Monday, December 11, 2006

...tábua rasa / carta urbana / plain table /urban letter... (take #7)

O que temos então?
Um espaço, um individuo/artista, um tempo de acção. Durante esse tempo o artista intervém no espaço, actua sobre ele. Durante esse tempo o espaço delimita o trabalho do artista, actua sobre ele. Este processo aproxima-se, quanto a mim, muito do processo de aprendizagem descrito pela psicologia infantil: uma fase intuitiva, uma fase simbólica e, por fim, uma fase cognitiva – ou seja, começando por reconhecer objectivamente o espaço, enquanto este nos limita; perceber as limitações simbólicas (não só físicas, mas também narrativas) e aprender a manejá-las para proveito próprio; e finalmente, manipular essas mesmas potencialidades simbólicas de forma a criar um espaço maior do que aquele que realmente existe, um espaço imaginário, uma resolução artística para um qualquer problema artístico.
Falamos então de uma aprendizagem não escolástica – e não o é naturalmente; nem de outra forma poderia ser sendo que se trata de uma relação quase simbiótica entre o espaço, o artista e a obra que dessa relação nasce. Também não o é, por um outro simples facto: fala-se de uma relação horizontal, de um pé de igualdade; ou seja, não existe uma supremacia de um dos elementos sobre o outro, o que faz com que não haja uma ligação duradoura entre um dos elementos em relação ao outro: nem o indivíduo fica ligado para sempre ao espaço onde interveio, nem o espaço ficará sempre ligado ao artista que interveio sobre ele.
O que ficaria, seria antes um fio ténue e frágil entre a memória de um espaço e de uma intervenção, e a possibilidade de usar o que se aprendeu em determinado espaço num outro.
A resolução artística de que se falava acima, e esta horizontalidade relacional, resultam essencialmente da apropriação de formas discursivas locais; legitimadoras, não só da presença do artista num determinado espaço, mas essencialmente legitimadoras da atenção que lhe é dispensada pelo outro, pela audiência.
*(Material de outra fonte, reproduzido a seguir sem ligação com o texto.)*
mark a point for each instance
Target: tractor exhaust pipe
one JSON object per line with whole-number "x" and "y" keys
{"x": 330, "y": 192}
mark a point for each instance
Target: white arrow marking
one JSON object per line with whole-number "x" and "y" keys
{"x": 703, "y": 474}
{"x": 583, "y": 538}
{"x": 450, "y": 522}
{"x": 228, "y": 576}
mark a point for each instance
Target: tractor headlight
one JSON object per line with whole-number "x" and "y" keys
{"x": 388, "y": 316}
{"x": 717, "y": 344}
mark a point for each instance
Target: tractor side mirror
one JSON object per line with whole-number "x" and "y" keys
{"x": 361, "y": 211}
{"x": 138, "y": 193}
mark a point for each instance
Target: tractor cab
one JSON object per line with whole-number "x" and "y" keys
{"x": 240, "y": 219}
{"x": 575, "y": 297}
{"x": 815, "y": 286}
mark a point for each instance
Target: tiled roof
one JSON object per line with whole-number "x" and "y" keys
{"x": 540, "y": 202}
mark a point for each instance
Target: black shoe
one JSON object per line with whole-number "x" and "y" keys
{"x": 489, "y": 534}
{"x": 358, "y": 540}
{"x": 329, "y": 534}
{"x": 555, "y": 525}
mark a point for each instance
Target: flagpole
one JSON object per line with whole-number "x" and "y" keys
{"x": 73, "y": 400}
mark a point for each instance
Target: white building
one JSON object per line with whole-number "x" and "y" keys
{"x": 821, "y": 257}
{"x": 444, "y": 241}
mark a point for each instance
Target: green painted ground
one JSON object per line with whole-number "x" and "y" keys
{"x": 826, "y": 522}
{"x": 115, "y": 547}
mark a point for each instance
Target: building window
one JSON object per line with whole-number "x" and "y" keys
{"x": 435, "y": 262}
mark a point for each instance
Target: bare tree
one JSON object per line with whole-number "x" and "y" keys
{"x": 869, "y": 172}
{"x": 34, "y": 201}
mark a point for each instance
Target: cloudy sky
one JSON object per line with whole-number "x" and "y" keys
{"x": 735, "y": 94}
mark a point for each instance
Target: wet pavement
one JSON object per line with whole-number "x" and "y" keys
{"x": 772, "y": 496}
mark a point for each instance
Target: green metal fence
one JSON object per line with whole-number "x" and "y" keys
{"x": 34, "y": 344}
Aspecto que pode ter sido um pouco negligenciado é este, a audiência, o outro.
Contudo, esta audiência não é só público (como entendido classicamente no teatro), audiência são também outros artistas que podem estar a intervir no mesmo espaço, e com cujos espaço imaginários o nosso personagem tem de lidar, trabalhar, apropriar, etc.
Contudo, a noção de alteridade é indissociável deste processo, não só porque o outro é o fim a que se quer chegar, mas porque ele se trata também de um meio – ele é objecto e objectivo ao mesmo tempo –, e também ele mantém uma relação horizontal com o espaço e com o artista.
E também ele, o outro, será protagonista de um confronto, será palco de tensões, e experimentará a noção de fronteira: entre real e ficcionado/imaginado, entre si e o artista (agora outro), entre o espaço que possuía uma significância para si e o espaço recriado das suas significâncias numa forma nova e estranha.

Deste modo podemos dizer que a instalação performática site-specific, é uma espécie de ritual. Ritualização de um corpo ausente, estranho, redesenhado; ritualização de um espaço, muitas vezes abandonado de significâncias; ritualização de um tempo; ritualização de uma memória esquecida, de uma narrativa – é um sacrifício ritual do objecto artístico àquele momento.
Como escreve Rogério Nuno Costa: “os limites físicos do objecto não existem” (Costa, 2004:122) – eu diria mais, os limites começam por existir, porém são esticados até à exaustão de maneira a que deixam de existir… o objecto artístico explode e deixa para trás nada mais do que uma imensa e intensa memória que, por ser visual e baseada em algo que já existia e se deixou morrer, adquire uma força simbólica extraordinária.